Monday, August 23, 2010

Fielding Culbreth...Is That A Chip on Your Shoulder?

Say Fielding, every fourth day it's your turn to call balls and strikes, correct? Does this work for you? I mean you get treated well being that you are representing the Major Leagues of Baseball, albeit as an umpire, right?

Judging by your efforts on Sunday, August 22, 2010 at St. Louis, I'd say you were disinterested at best.

The sporadic strike zone you allowed for Barry Zito and the favorable one you provided for a St. Louis Cardinal rookie was in a word: sickening.

The San Francisco Giants pitching staff has had only 2 wins from its starters in the past 16 games and I think the fact that some umpires are inconsistent with the strike zone has a lot to do with it.

Sure, the pitcher has to adjust. But if that means having to throw pitches over the middle of the plate he may as well ask the batter where he wants the pitch thrown. When the umpire exhibits a poor judgment of what a strike is then it is the umpires who need make the adjustments. Someone up in the Replay Booth needs to taser the ump with a tweet that he's off the mark and the game itself is suffering because of it.

The umpires are arbiters of the text inside the rulebooks. They must and shall aways adhere to these rules. The umpire is the person who knows the full-intent and meaning of these rules. It's not open to interpretation. If it is the umpire who needs an interpretation of the rules, he is NOT doing his job.

These "chips on their shoulders" in blue have the attitude that they are the law. Fu-get-about da rulesbook! I am the law. That attitude is as old and stale as the calorically-challenged-umpire's breath.

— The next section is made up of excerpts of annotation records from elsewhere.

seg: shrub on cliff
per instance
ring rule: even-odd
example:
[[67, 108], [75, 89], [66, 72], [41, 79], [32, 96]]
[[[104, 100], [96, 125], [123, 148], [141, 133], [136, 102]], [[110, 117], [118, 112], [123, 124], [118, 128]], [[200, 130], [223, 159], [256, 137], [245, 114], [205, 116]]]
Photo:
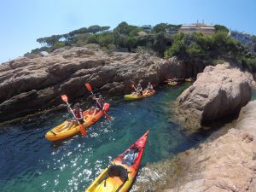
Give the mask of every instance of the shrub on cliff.
[[188, 62], [201, 60], [212, 64], [216, 59], [241, 61], [250, 58], [247, 49], [222, 30], [212, 36], [199, 32], [176, 34], [172, 45], [165, 52], [165, 58], [172, 56]]

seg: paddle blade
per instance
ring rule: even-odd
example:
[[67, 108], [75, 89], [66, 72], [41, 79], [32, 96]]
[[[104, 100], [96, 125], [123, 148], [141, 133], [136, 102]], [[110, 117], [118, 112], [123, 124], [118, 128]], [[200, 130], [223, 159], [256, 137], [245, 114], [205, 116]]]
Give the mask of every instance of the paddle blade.
[[62, 95], [61, 96], [61, 99], [63, 100], [63, 102], [67, 102], [68, 99], [67, 96], [66, 95]]
[[90, 86], [90, 84], [86, 83], [86, 84], [85, 84], [85, 87], [86, 87], [86, 89], [87, 89], [89, 91], [91, 91], [91, 90], [92, 90], [91, 86]]
[[83, 136], [87, 136], [86, 130], [83, 124], [80, 124], [80, 132]]
[[105, 105], [103, 106], [102, 111], [103, 111], [103, 113], [104, 113], [104, 115], [105, 115], [106, 119], [107, 119], [108, 120], [111, 120], [111, 117], [107, 113], [107, 112], [106, 112], [106, 110], [105, 110]]

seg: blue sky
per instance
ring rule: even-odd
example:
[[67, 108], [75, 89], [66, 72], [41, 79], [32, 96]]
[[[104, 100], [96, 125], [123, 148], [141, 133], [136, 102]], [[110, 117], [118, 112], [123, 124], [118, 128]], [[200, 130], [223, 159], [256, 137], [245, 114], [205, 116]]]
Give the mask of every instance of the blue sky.
[[204, 20], [256, 34], [256, 0], [1, 0], [0, 63], [40, 47], [36, 39], [91, 25], [115, 27]]

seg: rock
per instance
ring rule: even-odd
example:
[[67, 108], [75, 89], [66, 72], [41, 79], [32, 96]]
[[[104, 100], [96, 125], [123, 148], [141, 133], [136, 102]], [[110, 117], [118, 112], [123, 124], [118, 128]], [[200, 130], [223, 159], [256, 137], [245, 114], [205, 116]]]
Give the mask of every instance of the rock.
[[240, 112], [236, 127], [192, 150], [180, 183], [166, 192], [256, 191], [256, 101]]
[[[88, 47], [93, 47], [89, 49]], [[131, 84], [185, 77], [186, 65], [149, 55], [113, 52], [95, 45], [65, 47], [47, 56], [32, 55], [0, 65], [0, 121], [61, 104], [61, 94], [70, 101], [89, 94], [84, 83], [96, 91], [124, 95]]]
[[177, 98], [179, 119], [189, 129], [198, 129], [205, 123], [239, 113], [250, 101], [252, 82], [250, 73], [229, 63], [207, 67]]

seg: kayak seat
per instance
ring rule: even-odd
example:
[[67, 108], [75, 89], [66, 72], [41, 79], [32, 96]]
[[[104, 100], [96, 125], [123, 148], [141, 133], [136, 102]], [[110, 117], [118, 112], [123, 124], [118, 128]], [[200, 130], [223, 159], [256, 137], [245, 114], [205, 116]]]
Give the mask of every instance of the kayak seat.
[[126, 182], [128, 178], [126, 169], [121, 166], [111, 165], [108, 168], [108, 175], [110, 177], [119, 177], [123, 183]]

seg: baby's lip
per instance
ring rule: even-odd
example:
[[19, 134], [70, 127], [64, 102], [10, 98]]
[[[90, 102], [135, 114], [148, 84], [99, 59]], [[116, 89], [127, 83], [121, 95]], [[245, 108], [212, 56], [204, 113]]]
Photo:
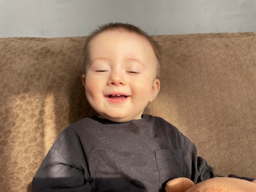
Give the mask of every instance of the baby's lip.
[[128, 94], [126, 94], [125, 93], [110, 93], [109, 94], [106, 94], [105, 95], [105, 96], [107, 97], [111, 97], [112, 96], [123, 96], [125, 97], [126, 98], [130, 96]]
[[109, 95], [108, 96], [108, 98], [110, 98], [110, 97], [124, 97], [126, 98], [128, 96], [126, 95], [123, 95], [123, 94], [111, 94], [111, 95]]

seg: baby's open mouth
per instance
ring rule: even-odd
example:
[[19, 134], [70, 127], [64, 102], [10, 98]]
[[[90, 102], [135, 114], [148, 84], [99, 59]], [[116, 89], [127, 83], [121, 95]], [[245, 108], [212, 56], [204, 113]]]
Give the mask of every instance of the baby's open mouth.
[[109, 95], [108, 98], [112, 99], [120, 99], [127, 98], [127, 96], [123, 95]]

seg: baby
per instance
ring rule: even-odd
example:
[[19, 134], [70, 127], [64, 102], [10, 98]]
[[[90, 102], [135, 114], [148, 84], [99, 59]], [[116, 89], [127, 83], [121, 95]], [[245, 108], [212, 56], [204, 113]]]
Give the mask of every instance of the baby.
[[33, 179], [35, 191], [155, 192], [173, 179], [216, 176], [175, 127], [143, 114], [159, 91], [159, 60], [157, 43], [133, 25], [110, 23], [92, 33], [82, 78], [99, 116], [61, 133]]

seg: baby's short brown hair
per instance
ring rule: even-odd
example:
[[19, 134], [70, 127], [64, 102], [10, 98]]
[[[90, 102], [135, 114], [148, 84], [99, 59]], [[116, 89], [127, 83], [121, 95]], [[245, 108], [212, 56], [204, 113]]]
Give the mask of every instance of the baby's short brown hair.
[[127, 32], [136, 34], [139, 36], [146, 39], [151, 45], [157, 60], [157, 76], [159, 76], [160, 73], [160, 46], [156, 41], [154, 40], [152, 38], [149, 36], [148, 33], [144, 31], [141, 29], [137, 27], [128, 23], [123, 23], [120, 22], [109, 22], [106, 24], [103, 24], [100, 26], [98, 28], [93, 31], [88, 36], [86, 39], [85, 47], [85, 55], [84, 57], [85, 66], [88, 62], [88, 58], [89, 58], [88, 47], [90, 42], [91, 40], [97, 35], [102, 32], [108, 30], [124, 30]]

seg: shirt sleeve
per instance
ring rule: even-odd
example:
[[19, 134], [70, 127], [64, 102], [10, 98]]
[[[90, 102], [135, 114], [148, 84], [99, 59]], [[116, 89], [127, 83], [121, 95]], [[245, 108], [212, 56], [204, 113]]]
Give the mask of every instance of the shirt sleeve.
[[183, 174], [187, 176], [195, 184], [218, 176], [206, 161], [198, 156], [197, 149], [195, 145], [190, 141], [188, 143], [189, 144], [186, 145], [188, 152], [183, 158], [183, 170], [185, 172]]
[[32, 181], [34, 192], [90, 192], [90, 183], [85, 181], [83, 171], [71, 166], [52, 148]]
[[[184, 142], [184, 146], [188, 152], [183, 158], [183, 175], [191, 179], [195, 184], [207, 179], [222, 176], [215, 174], [213, 168], [208, 165], [206, 161], [201, 157], [198, 156], [197, 149], [194, 144], [188, 140]], [[233, 174], [229, 175], [229, 177], [233, 177], [252, 181], [255, 179], [243, 177]]]

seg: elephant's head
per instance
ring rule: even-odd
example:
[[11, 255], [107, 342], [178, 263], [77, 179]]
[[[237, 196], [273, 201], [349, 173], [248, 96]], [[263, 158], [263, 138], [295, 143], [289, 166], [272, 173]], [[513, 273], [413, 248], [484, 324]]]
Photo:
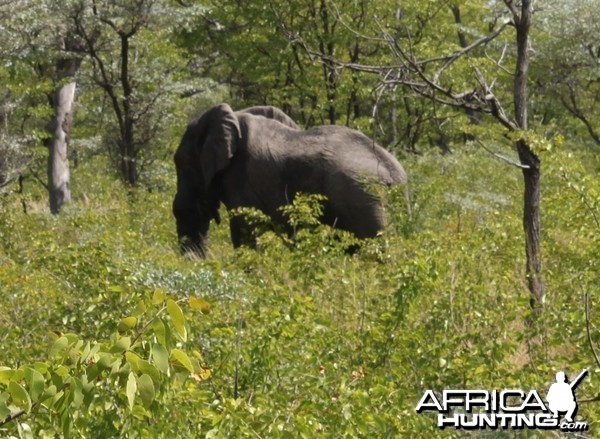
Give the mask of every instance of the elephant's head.
[[177, 194], [173, 214], [181, 251], [205, 256], [211, 219], [220, 221], [215, 176], [225, 169], [241, 138], [240, 125], [227, 104], [191, 122], [175, 153]]

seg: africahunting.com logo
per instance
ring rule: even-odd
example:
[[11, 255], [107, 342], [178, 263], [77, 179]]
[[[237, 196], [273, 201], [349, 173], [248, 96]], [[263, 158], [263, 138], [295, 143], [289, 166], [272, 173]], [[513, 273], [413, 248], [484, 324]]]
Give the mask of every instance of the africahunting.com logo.
[[[427, 390], [417, 404], [417, 413], [437, 412], [437, 425], [475, 429], [560, 429], [586, 431], [587, 422], [575, 421], [575, 389], [587, 375], [584, 369], [569, 382], [564, 372], [556, 374], [545, 401], [537, 390]], [[563, 417], [561, 417], [561, 414]]]

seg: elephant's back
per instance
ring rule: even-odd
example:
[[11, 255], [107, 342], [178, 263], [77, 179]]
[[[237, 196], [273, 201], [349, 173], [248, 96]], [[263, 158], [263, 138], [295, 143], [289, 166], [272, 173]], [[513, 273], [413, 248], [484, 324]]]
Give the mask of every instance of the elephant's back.
[[296, 135], [304, 136], [302, 154], [328, 161], [335, 172], [343, 170], [352, 178], [376, 177], [386, 185], [405, 184], [408, 180], [396, 157], [360, 131], [325, 125]]

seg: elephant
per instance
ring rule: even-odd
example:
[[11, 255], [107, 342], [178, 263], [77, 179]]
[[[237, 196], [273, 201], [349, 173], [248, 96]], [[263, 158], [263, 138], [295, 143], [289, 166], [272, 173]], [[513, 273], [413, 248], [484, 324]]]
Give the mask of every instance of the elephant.
[[[325, 196], [320, 221], [358, 238], [385, 226], [381, 199], [368, 189], [406, 184], [396, 158], [359, 131], [326, 125], [301, 130], [275, 107], [234, 112], [228, 104], [192, 121], [175, 153], [177, 193], [173, 214], [182, 253], [206, 256], [211, 220], [228, 210], [254, 207], [284, 223], [280, 207], [298, 193]], [[234, 247], [249, 244], [251, 227], [230, 219]]]

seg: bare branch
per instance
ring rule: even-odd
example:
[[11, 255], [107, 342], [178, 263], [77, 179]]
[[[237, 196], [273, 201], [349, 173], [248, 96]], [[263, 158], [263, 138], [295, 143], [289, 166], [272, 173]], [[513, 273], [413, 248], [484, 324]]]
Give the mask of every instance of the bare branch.
[[496, 157], [497, 159], [503, 161], [504, 163], [507, 163], [511, 166], [516, 166], [519, 169], [529, 169], [530, 166], [529, 165], [524, 165], [520, 162], [517, 162], [516, 160], [513, 160], [509, 157], [503, 156], [501, 154], [498, 154], [497, 152], [492, 151], [491, 149], [488, 149], [485, 144], [481, 141], [481, 140], [477, 140], [477, 143], [479, 143], [479, 145], [486, 150], [487, 152], [489, 152], [490, 154], [492, 154], [494, 157]]

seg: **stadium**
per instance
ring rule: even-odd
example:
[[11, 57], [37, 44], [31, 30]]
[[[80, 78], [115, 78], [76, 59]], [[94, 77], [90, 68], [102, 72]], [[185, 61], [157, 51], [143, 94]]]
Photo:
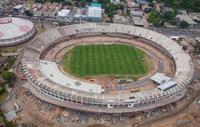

This is why we need Instant Replay. The same way You Tube has invaded our privacy, a constant camera angle on the "Chips'" work behind the plate will show those (whose job it is to review the umpire) just how consistent that particular "Chip" is and if the umpire gives a half-hearted effort, for whatever reason, it'll be duly noted by the person reviewing his performance.

It has been long overdue that all sports use the technology to get the calls right and not give the officials unlimited power in how they choose to interpret rules. I am the first one to say I'd rather have a human do it but if the human is stubborn and appears to be ad-libbing something that has a distinguished rule assigned to it then that person needs to be replaced.

If you don't want to follow the rules and do what you were hired to do, you no longer do that job.

Of course, like with everything else, not everybody is guilty of this half-hearted effort. We just need to weed out the ones whose consistency leaves something to be desired.

Umpires have set the bar very high for their profession. They don't need attitudes in need of adjustment or chips on their shoulders to lower the bar. They are there to see to it that the rules are followed and no one is getting an unfair advantage. By no means can we accept that it is the umpires whose bad judgment and questionable behavior is what's providing the unfair advantage.